Today the Timex-Fergasam family is a large one made up of nearly 8,000 individuals in Sri Lanka. The group says it will take its corporate ethic of family-style caring wherever it goes.
What form does that caring take? "We don't ask our workers to do late night shifts. We pick [up] and drop [off] our workers because the mass transport systems are not so good. We encourage married women to continue working and we arrange transfers if they are pregnant. Anyone can walk into our chairman's office and talk to him about anything," says Sattar.
Also, training and development are an important part of the work culture, which has allowed those that began at the bottom, on the factory floor, to make it to management levels, says Sattar.
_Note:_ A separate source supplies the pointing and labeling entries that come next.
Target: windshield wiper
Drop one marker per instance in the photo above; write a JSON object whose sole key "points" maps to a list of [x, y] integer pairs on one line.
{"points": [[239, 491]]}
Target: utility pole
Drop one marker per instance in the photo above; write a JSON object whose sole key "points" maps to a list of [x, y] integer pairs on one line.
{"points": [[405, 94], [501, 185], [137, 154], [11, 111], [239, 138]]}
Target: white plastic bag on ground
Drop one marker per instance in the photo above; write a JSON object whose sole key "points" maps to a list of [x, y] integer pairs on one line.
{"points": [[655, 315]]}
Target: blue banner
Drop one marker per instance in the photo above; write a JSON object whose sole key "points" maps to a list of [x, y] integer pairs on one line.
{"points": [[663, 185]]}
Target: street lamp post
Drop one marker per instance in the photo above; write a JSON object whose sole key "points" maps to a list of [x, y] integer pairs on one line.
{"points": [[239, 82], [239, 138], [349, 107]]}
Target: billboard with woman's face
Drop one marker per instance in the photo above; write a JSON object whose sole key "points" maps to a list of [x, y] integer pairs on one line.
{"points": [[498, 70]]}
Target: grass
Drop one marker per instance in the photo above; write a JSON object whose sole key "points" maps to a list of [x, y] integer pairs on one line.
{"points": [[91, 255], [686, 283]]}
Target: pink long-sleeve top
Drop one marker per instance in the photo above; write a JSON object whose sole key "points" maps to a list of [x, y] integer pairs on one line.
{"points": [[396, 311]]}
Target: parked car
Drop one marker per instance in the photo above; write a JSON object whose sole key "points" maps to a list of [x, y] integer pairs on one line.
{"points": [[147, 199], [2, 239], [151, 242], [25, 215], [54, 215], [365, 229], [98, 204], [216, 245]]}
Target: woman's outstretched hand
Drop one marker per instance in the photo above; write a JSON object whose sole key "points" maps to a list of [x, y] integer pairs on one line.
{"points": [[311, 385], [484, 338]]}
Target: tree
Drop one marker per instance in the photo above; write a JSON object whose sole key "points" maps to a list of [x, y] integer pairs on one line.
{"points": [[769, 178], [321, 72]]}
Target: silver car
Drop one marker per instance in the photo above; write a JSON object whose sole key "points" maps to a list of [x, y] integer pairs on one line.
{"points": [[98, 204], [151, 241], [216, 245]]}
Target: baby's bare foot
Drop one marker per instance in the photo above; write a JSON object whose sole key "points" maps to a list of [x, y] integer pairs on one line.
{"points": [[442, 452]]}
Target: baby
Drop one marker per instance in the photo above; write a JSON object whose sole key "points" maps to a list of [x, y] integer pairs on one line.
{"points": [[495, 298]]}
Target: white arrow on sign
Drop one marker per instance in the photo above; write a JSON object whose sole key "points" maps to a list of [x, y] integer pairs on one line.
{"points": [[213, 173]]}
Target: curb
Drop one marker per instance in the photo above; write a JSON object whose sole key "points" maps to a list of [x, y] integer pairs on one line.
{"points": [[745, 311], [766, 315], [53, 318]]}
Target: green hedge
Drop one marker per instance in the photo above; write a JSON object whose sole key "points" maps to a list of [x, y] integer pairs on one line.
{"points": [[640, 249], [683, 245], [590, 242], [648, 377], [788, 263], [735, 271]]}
As part of its corporate social responsibility, the group is involved in many community and social service projects such as providing assistance to tsunami victims and internally displaced families in waraffected areas in Sri Lanka, and providing cash and material assistance to schools, hospitals and public and private welfare institutions.
Quick Takes
The company is a big supporter of Sri Lanka's "Garments without Guilt" ethical manufacturing position, and plans to employ the same practices as it moves its operations into other countries. "This means decent working conditions and no child labor. Also good environmental practices," says Arshad Sattar, managing director, Timex-Fergasam Group.
The company holds a strong financial position and as such, does not depend on banks for financing. Over the past 10 years, its turnover increased from US$4.6 million to US$75 million, and it expects a US$100 million turnover this year.
The company is using technology to reduce its lead times, including Tukatech's e-Fit software to reduce the sampling process time for fitted garments. It also has an ERP system linking all of its factories.
To be a global "own name" brand for women's dresses and intimate apparel, within 10 years.
Timex-Fergasam is currently focusing on improving its front-end processes such as marketing, branding and retail, says Arshad Sattar, managing director, whose father, Abdul Sattar (inset) founded the company in 1963.